Разобщение и раскол мятежных войск48, равно как и устранение зачинщиков, были стандартными средствами предотвращения и подавления мятежа. Важно, однако, иметь в виду, что применение этих средств зависело не только от решительности и авторитета военачальника, или от предоставления определенных уступок воинам в ответ на их требования, или же от использования объективного несовпадения интересов различных групп внутри войска (рядовых и командиров, новобранцев и ветеранов, легионов и вспомогательных формирований). Существенным фактором преодоления такой критической ситуации, как мятеж, являлись качества самого римского солдата, воспитанные многовековыми военными традициями, укорененные, можно сказать, в его «генотипе», а именно: верность профессиональному воинскому долгу, пиетет по отношению к власти и социальному статусу военачальника49, развитое чувство солдатской чести, а также, как подробно будет сказано ниже (гл. X), сознательное подчинение дисциплине, которое коренным образом отличалось от рабского повиновения, основанного на страхе, и рассматривалось как почетное качество. Эти качества позволяли римским военачальникам находить эффективный баланс «между заискиванием и суровостью» в повседневной дисциплинарной практике, а также с уважением относиться к солдатским требованиям. В моменты же кризисов к этим качествам, прежде всего к чувству чести, и апеллировал полководец50. Разумеется, было бы абсурдным утверждать, что вся масса солдат в равной степени ориентировалась на соответствующие военноэтические ценности51. Солдатская среда была неоднородной во многих отношениях, в том числе и в моральном52, подверженной к тому же внушению и довольно резким переменам настроения. Но в ней всегда наличествовало то здоровое ядро, которое, несмотря ни на что, сохраняло верность долгу, чести и дисциплине.

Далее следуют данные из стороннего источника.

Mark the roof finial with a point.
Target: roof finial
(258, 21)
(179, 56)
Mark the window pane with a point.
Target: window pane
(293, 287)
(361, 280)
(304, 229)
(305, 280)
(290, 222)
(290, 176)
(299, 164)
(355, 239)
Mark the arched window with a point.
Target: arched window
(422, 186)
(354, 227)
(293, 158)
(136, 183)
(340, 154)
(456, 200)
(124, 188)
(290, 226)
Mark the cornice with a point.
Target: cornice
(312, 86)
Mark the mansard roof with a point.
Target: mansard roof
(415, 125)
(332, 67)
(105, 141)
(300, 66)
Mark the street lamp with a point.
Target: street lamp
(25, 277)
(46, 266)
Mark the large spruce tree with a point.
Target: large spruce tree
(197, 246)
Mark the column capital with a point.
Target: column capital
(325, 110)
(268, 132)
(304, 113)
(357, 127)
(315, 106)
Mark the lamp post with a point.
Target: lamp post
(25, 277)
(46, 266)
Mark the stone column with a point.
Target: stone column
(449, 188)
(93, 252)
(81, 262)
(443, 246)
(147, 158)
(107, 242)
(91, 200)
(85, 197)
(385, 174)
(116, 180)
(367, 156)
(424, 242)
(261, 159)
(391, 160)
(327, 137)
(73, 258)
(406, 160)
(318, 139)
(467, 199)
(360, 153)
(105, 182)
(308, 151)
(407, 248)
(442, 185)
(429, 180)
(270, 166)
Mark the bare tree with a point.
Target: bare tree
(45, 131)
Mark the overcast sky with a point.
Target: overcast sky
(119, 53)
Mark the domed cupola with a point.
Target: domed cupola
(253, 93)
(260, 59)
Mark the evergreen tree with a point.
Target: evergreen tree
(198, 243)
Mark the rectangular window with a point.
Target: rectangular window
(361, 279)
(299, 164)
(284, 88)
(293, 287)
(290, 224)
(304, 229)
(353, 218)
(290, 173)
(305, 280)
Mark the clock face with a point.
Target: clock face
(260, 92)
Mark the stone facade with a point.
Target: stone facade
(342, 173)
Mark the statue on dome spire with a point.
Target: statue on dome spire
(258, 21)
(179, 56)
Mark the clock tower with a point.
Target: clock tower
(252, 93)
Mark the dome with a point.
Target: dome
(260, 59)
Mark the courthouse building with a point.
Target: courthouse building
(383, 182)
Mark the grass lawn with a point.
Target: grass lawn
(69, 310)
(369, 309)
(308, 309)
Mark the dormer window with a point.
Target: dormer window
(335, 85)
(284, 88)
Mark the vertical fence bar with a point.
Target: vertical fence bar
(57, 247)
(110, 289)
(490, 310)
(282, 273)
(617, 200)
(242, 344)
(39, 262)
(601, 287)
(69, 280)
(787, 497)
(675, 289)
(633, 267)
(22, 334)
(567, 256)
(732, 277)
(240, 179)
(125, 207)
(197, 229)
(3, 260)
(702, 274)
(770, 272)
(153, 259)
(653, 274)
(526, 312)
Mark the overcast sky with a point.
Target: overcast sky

Из всех античных историков на эту неоднородность солдатской массы наибольшее внимание обращает Тацит. Он неоднократно оговаривается, что среди воинов есть лучшая часть, melior pars, meliores, boni, optimus quisque manipularium, те, кто снискал расположение воинов, не совершив вместе с тем ничего дурного, наиболее благонамеренные и приверженные долгу, умеренные и спокойные53. Они, правда, составляют обычно меньшинство. Характерно, что Тацит, как и некоторые другие авторы, отмечает способность самой солдатской массы испытывать чувства стыда, раскаянья и жалости (pudor, paenitentia, miseratio), которые могли быть вызваны привязанностью к полководцу или его семейству, а то и готовностью военачальника перед лицом мятежа погибнуть или покончить с собой54. Это качество солдатской массы использовали полководцы во время мятежа, с тем чтобы противопоставить лучшую часть войска мятежным элементам и зачинщикам беспорядков.

Любопытное в этом плане свидетельство приводит Аппиан в своем рассказе о мятеже в Сукроне: Сципион, узнав о мятеже, направил восставшим письма: одни – мятежным солдатам, другие – тем, кто, по его мнению, должен был переубедить зачинщиков, а третье письмо было общим, в котором полководец заявлял, что, если бы они уже примирились, он готов дать им заслуженные награды. Часть мятежников отнеслась к этим посланиям с подозрением, но другие согласились с предложением командующего (App. Iber. 34). Аналогичным образом и Германик, прежде чем силой оружия подавить бунт в нижнегерманском войске, направил его легату Цецине письмо, сообщая, что, если до его прибытия тот не справится с главарями мятежа, он будет казнить их поголовно. Цецина прочитал это письмо наиболее благонамеренным солдатам и, убедившись, что большинство в легионах привержено долгу, учинил их руками расправу с наиболее закоренелыми мятежниками (Tac. Ann. I. 48). Таким образом, если подобные меры удавались и подкреплялись авторитетом командующего и определенными уступками с его стороны, влияние зачинщиков падало и лучшая часть воинов становилась союзником командования в восстановлении порядка.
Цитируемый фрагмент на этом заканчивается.